É manhã, o Sol preguiçoso ainda não surgiu no horizonte e a
caminhada para o talefe, fez-se entre alguma névoa matinal. É meu objectivo
esperar pelo malandro do astro-rei, mordendo o naco de pão, previdencialmente
transportado no bolso do casaco.
A cabeça latejava-me, como que a lembrar-me que a leitura
até altas horas deixa efeitos no dia seguinte, as ideias rolam mas a sua
conexão não se estabelece.
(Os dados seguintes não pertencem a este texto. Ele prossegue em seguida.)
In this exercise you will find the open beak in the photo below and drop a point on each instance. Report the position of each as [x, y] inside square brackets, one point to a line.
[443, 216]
Sem fixar-me em nada de especial, olhei o chaparro
que ali perto teima em crescer.
E o Sol, levanta-se, lento, majestoso, orgulhoso do seu
querer, faz-me fechar os olhos como que exigindo a vassalagem devida aos
poderosos, arrogante, em poucos minutos coloca-se de modo a aparecer de forma
impiedosa em todo o planalto, já abrasado, por dias idênticos.
A seca ia continuar a martirizar este solo, onde os
decisores não vivem e em que o poder dos votos, equivale a uma qualquer
suburbana urbanização dormitório das grandes cidades.
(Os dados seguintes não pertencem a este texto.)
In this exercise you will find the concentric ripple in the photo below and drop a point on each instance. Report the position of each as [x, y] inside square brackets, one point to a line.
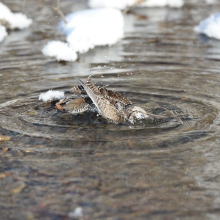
[172, 119]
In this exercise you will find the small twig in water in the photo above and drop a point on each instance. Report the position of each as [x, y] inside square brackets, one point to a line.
[58, 10]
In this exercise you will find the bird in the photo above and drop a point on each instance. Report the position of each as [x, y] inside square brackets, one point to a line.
[110, 104]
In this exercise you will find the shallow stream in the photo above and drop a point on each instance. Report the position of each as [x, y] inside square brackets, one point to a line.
[55, 162]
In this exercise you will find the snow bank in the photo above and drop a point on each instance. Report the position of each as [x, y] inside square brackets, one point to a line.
[210, 2]
[162, 3]
[51, 95]
[14, 20]
[3, 33]
[93, 27]
[60, 50]
[210, 26]
[119, 4]
[122, 4]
Alegrei os olhos e vi todo o Alentejo a transformar-se num
enorme deserto, de Nisa a Almodôvar, de Mora a Mértola e lembro-me de Fernando
namora e das Minas de S. Domingos e do riacho que é hoje o Guadiana. Faço mais
um esforço e tento recordar-me da Ribeira de Nisa, do Figueiró, do Sor, das
levadas de água e só encontro pequenos pegos e algumas cabeças de gado
subsidiadas em ecus.
Em Lisboa, ergue-se com a ajuda de milhões o Centro Cultural
de Belém e prepara-se a Expo 98, mostra de variedades de astros-reis que não
resolvem o problema do Alentejo e nós por cá teimosos como o chaparro.
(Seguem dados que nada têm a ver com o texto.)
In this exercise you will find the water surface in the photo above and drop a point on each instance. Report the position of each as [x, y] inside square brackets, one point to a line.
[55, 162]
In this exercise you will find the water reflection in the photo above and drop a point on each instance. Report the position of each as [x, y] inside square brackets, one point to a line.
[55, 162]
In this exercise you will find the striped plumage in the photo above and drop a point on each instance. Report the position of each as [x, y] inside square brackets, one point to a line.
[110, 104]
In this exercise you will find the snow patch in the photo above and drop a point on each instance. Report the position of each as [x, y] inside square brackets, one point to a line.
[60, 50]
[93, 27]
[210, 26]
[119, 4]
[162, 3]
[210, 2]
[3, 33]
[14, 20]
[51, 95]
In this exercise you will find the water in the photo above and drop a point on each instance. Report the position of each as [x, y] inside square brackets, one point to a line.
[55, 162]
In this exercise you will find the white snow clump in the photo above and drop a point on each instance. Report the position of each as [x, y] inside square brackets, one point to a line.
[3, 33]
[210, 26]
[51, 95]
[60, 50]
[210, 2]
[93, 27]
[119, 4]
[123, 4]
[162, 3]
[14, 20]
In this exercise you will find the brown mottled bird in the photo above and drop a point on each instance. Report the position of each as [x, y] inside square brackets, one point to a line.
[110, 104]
Teimosos, agarrados à esperança de vermos o Alentejo vestido
de árvores frondosas e com sistemas de irrigação que permitam o desenvolvimento
da região. Convictos, de que um dia, aqueles que decidem, olharão para cá e
farão os investimentos necessários para que este território, tão vasto, possa
ser ocupado por gente que nele possa viver e criar os filhos, com a qualidade
de vida que todos ambicionam.
O Sol ergue-se mais e à cautela refugio-me junto do
chaparro, amigo e cúmplice de longa data, que à laia de despedida me sussurra:
vai tomar um banho à piscina de Nisa!
Ah! Chaparro, és mesmo alentejano, o único português que faz
humor com a própria desgraça, mas simultaneamente orgulhoso bastante para
dizer: Oh, Sol, um dia este Alentejo ainda te vencerá e os nossos filhos
rir-se-ão de todos os malandros dos “astros-reis”.